Cryptography
elliptic-curves diffie-hellman brute-force-attack
Updated Sun, 18 Sep 2022 00:22:04 GMT

# Understanding the small cofactor attack with Elliptic Curves of non-prime order

I came across 2 older answers (2 different but similar questions on the small cofactor attack) which cover this attack.

Here the attacker replaces the $$bG$$ Bob sends to Alice with $$H$$ where $$H$$ is a point of smaller order.

Here the attacker replaces the $$bG$$ Bob sends to Alice with bG + aH $$bG + H$$ where $$H$$ is a point of smaller order. This is unlike Answer 1 where he replaces it with $$H$$.

Are these 2 attacks the same or are they different attacks?

Understanding the attack in Answer 1:

Also, after replacing $$bG$$, this is what the answer says attacker does next to recover Alice's private key $$a$$

(The attacker is) able to find $$a\bmod 8$$ by inspecting following messages.

By "following messages" does the author mean the messages which Alice & Bob exchange with each other after the DH part of the protocol is finished - i.e in the ideal case without attack, $$abG$$ would be the symmetric key which Alice & Bob use to exchange messages after DH is done. Is this what the author means by "following messages". i.e. the attacker takes the message encrypted by the derived secret key & then bruteforces it. The reason why I think this bruteforce will be simpler than a full force of the original order is because since $$H$$ is a point of small order, $$aH$$ will also be a point of the same small order & hence the attacker would need to try only the smaller number of points of small order to be successful in brute forcing it? Is my understanding correct?

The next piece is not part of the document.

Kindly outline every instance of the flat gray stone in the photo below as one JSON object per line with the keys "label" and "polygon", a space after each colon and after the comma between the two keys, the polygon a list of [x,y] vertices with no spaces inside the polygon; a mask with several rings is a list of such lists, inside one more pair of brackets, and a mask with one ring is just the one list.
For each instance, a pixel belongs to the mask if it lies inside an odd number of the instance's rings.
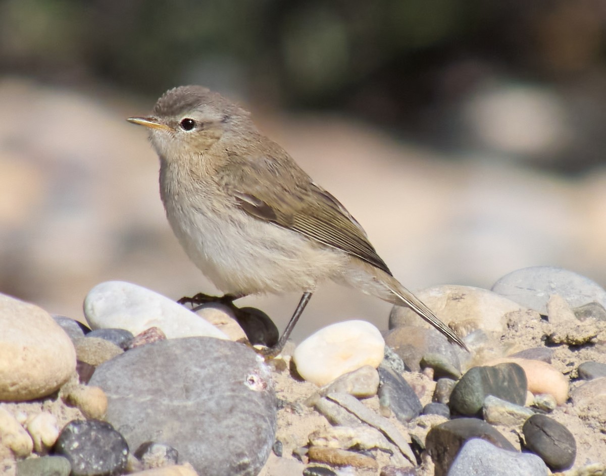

Understanding the attack in Answer 2:

Here the author says

As Bob knows the value $$abG$$ (he does his half of the second phase honestly), he can compute Alice's shared secret with $$h$$ different alternatives, and so recover $$a \bmod h$$.

Here the author doesn't explicitly say he uses the messages encrypted by the derived shared secret to find Alice's private key - but I am going to assume that's what is the attack.

Since here the secret key generated by Alice would be $$a(bG+H)$$ - It's not clear to me whether this would also be a point of smaller order which could be bruteforced like the 1st one. Could someone explain the attack here?

Am I on the right track re understanding the cofactor attack?

## Solution

Regarding Answer 1: yes, you understood it correctly. In practice the attacker will have to brute-force the key of the messages sent by Alice. But it happens often that this bruteforce of the exchanged messages is omitted and implicitly assumed.

Regarding Answer 2: First of all there is a mistake in the question. You wrote

Bob sends to Alice with $$bG+aH$$

but in fact $$a$$ is unknown to Bob, $$a$$ is the final target of the attack. Bob just sends $$bG+H$$, as correctly written in answer 2.

Now, Bob has computed $$bG$$, has sent $$bG+H$$ and has received $$aG$$ from Alice.

Alice computes the shared secret as $$a(bG+H)=abG+aH$$ and uses a key derived from it to encrypt her messages.

Bob computes $$b(aG)=abG$$, now it bruteforce the messages sent from Alice using keys derived from $$abG+iH$$ for all $$i < h$$ where $$h$$ is the cofactor. The one decrypting correctly will give Bob the value of $$a \pmod h$$.

As you can see the bruteforce effort is the same as in the Answer 1 case.